I think the intention is for it to be low-key in terms of organization and overhead (compared to a sanctioned race). The nature of the ride itself is entirely up to the riders. If people want to ride for fun they can, while if others want to compete like they are in the Tour De France they can too. A lot of people take it pretty seriously but I'm a bit surprised that some would warm up on trainers. With the fastest time at 15:35 the performance of the lead riders is just amazing, and I suppose a controlled warm-up is necessary.



francois said:


> It's kind of depressing seeing how fast everyone is. I mean 51 riders under 20 minutes???


Note that this was a huge field for a low-key event. The median time of 21:03 was slower than the 20:24 when low-key last went to OLH in 2006.


----------



## answ (Sep 18, 2009)

I made it to OLH this last weekend and it was first time up the hill. I wanted to get under 20 min but I managed just over 21 min. I think I can get under 20 min if I try again because I wasn't really sure where the end was and I wasn't pacing myself up very quickly.


----------



## ukbloke (Sep 1, 2007)

answ said:


> I made it to OLH this last weekend and it was first time up the hill. I wanted to get under 20 min but I managed just over 21 min. I think I can get under 20 min if I try again because I wasn't really sure where the end was and I wasn't pacing myself up very quickly.

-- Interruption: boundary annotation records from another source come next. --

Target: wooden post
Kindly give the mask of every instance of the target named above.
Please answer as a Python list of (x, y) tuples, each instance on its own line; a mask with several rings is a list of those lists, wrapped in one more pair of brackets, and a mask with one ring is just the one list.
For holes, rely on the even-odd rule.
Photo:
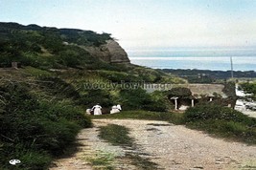
[(191, 99), (191, 107), (194, 107), (194, 105), (195, 105), (195, 104), (194, 104), (194, 99), (192, 98), (192, 99)]
[(18, 63), (17, 62), (12, 62), (12, 69), (18, 69)]

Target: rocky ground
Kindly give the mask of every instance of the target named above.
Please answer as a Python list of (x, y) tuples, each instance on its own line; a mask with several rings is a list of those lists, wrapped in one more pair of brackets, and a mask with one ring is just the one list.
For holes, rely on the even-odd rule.
[[(157, 163), (159, 169), (256, 169), (256, 146), (215, 138), (165, 121), (95, 119), (93, 122), (94, 128), (82, 130), (78, 137), (79, 152), (58, 159), (51, 170), (105, 169), (102, 164), (114, 169), (137, 169), (124, 159), (126, 149), (98, 138), (99, 126), (109, 123), (129, 128), (138, 148), (133, 152), (144, 153), (141, 157)], [(103, 159), (105, 162), (101, 163)]]

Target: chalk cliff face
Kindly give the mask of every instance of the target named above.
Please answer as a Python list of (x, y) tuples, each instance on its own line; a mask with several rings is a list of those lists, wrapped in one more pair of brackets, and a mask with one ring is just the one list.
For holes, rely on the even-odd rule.
[(129, 63), (126, 51), (114, 40), (106, 40), (100, 47), (83, 47), (85, 51), (108, 63)]

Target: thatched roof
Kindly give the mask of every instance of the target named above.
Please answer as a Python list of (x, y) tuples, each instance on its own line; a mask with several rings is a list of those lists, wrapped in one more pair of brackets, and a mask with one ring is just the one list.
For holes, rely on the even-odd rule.
[(227, 96), (222, 92), (223, 84), (184, 84), (179, 87), (186, 87), (192, 92), (192, 96), (200, 98), (203, 96), (216, 96), (216, 95), (226, 98)]

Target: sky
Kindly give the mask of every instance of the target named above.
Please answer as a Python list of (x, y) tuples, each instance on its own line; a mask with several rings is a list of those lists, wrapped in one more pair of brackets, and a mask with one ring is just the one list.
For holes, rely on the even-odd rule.
[(0, 0), (0, 21), (108, 32), (125, 50), (256, 47), (256, 0)]

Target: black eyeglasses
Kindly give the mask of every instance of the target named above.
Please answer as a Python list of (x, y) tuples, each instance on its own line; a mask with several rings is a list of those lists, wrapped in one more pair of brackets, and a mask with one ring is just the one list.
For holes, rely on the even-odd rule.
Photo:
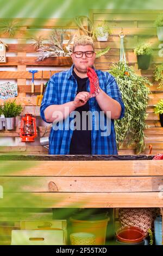
[(87, 58), (91, 58), (95, 52), (93, 51), (87, 51), (86, 52), (73, 52), (76, 58), (82, 58), (84, 53)]

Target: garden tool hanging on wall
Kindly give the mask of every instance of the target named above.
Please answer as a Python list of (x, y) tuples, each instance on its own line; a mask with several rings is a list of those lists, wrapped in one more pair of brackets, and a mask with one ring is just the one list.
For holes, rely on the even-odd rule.
[(121, 64), (124, 64), (125, 67), (125, 71), (124, 75), (129, 76), (130, 74), (128, 70), (127, 65), (126, 63), (126, 56), (125, 56), (125, 52), (124, 52), (124, 38), (125, 35), (123, 32), (123, 29), (121, 32), (119, 33), (119, 36), (121, 40), (121, 44), (120, 44), (120, 69), (121, 69)]
[(43, 70), (42, 70), (42, 76), (41, 80), (40, 95), (37, 96), (36, 105), (41, 106), (41, 101), (43, 98)]
[(35, 92), (35, 85), (34, 85), (34, 74), (38, 72), (38, 70), (29, 70), (30, 73), (32, 73), (32, 81), (31, 84), (31, 92), (34, 94)]
[[(51, 79), (51, 78), (52, 77), (52, 71), (51, 71), (51, 70), (49, 71), (49, 74), (50, 74), (50, 78), (49, 78), (49, 79)], [(48, 83), (48, 81), (47, 81), (47, 82), (46, 83), (46, 84), (45, 84), (45, 87), (47, 87)]]

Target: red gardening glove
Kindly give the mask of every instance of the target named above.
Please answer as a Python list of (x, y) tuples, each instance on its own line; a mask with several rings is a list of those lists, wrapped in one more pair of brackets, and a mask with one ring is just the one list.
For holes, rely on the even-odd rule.
[(95, 70), (91, 68), (87, 68), (87, 75), (90, 83), (90, 98), (95, 97), (99, 93), (99, 81)]
[(153, 159), (153, 160), (162, 160), (163, 154), (157, 154)]

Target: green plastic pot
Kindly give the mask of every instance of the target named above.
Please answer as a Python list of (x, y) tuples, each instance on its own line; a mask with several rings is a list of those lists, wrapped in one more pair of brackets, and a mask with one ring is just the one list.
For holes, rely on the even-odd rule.
[(151, 55), (137, 55), (139, 69), (146, 70), (149, 66)]

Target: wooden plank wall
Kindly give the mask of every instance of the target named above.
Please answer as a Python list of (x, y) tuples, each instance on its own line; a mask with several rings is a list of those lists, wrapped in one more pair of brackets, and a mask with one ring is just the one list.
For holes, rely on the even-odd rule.
[[(129, 65), (133, 67), (136, 72), (142, 76), (147, 76), (149, 80), (153, 82), (153, 72), (154, 69), (154, 63), (161, 63), (162, 57), (158, 56), (159, 45), (161, 43), (158, 40), (156, 28), (154, 27), (153, 21), (155, 20), (159, 11), (116, 11), (111, 10), (90, 10), (89, 17), (93, 21), (93, 23), (97, 25), (101, 19), (108, 20), (112, 28), (112, 34), (109, 37), (108, 42), (95, 42), (96, 50), (98, 51), (104, 48), (107, 46), (110, 47), (110, 50), (104, 56), (96, 60), (96, 68), (102, 70), (108, 70), (114, 62), (119, 60), (120, 54), (120, 38), (118, 33), (122, 27), (126, 34), (124, 46), (126, 52), (127, 59)], [(24, 106), (23, 113), (26, 112), (34, 113), (34, 106), (36, 105), (36, 95), (31, 96), (30, 94), (30, 86), (27, 83), (28, 80), (32, 77), (27, 70), (29, 67), (37, 68), (55, 67), (56, 69), (59, 68), (68, 69), (71, 63), (68, 58), (49, 58), (42, 62), (37, 62), (35, 56), (27, 56), (29, 53), (35, 53), (36, 50), (30, 44), (27, 44), (28, 39), (34, 35), (43, 36), (47, 39), (51, 33), (49, 29), (56, 28), (77, 29), (76, 24), (70, 20), (49, 19), (48, 20), (41, 19), (16, 19), (21, 26), (18, 31), (16, 33), (14, 38), (17, 40), (17, 44), (8, 44), (9, 47), (7, 52), (16, 53), (15, 57), (7, 57), (6, 63), (0, 64), (0, 69), (3, 68), (3, 71), (0, 71), (1, 80), (14, 79), (17, 81), (18, 88), (18, 96), (16, 98), (17, 102), (21, 102)], [(3, 20), (0, 19), (0, 27), (3, 24)], [(0, 38), (5, 41), (9, 36), (4, 34), (0, 30)], [(136, 57), (133, 52), (133, 48), (138, 42), (144, 41), (151, 42), (154, 49), (154, 54), (150, 67), (147, 70), (138, 70), (136, 63)], [(15, 67), (16, 71), (7, 71), (5, 68)], [(0, 69), (1, 70), (1, 69)], [(52, 71), (52, 74), (57, 71)], [(40, 81), (41, 76), (41, 71), (39, 71), (35, 75), (36, 80)], [(43, 72), (44, 81), (46, 82), (49, 78), (49, 71)], [(150, 126), (150, 129), (145, 131), (146, 136), (146, 149), (142, 154), (149, 153), (149, 145), (153, 145), (153, 154), (163, 151), (163, 130), (160, 126), (159, 117), (153, 113), (153, 105), (162, 98), (163, 90), (157, 89), (158, 83), (154, 82), (153, 86), (151, 88), (152, 92), (149, 96), (148, 107), (147, 112), (148, 116), (147, 124)], [(40, 86), (35, 87), (36, 94), (39, 95)], [(1, 101), (2, 102), (2, 101)], [(39, 137), (41, 137), (46, 131), (46, 124), (43, 122), (40, 117), (39, 107), (35, 107), (35, 111), (37, 116), (37, 126)], [(15, 130), (0, 131), (0, 136), (3, 138), (11, 137), (15, 138), (15, 140), (19, 141), (20, 117), (17, 118), (17, 127)], [(49, 127), (47, 127), (47, 132)], [(48, 133), (45, 136), (47, 136)], [(0, 138), (1, 139), (1, 138)], [(2, 145), (2, 144), (1, 144)], [(16, 146), (0, 146), (0, 154), (7, 152), (22, 153), (22, 154), (47, 154), (47, 150), (40, 146), (39, 138), (35, 144), (18, 143)], [(131, 145), (128, 149), (125, 144), (120, 149), (120, 154), (127, 155), (135, 154), (134, 149), (135, 145)]]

It looks like you got the median time - impressive! Pacing is pretty important on that climb, and it definitely helps to have ridden it before. I've been up that hill more than 50 times in the last 2 years! Although I recognize every tree on the way up, I have 3 visual points where I check my pace. These are at 1/3 and 2/3 distance, plus one closer to the end where I can judge whether I'm going to make a good time and decide how much to put myself in the hole for an all-out effort at the end.


----------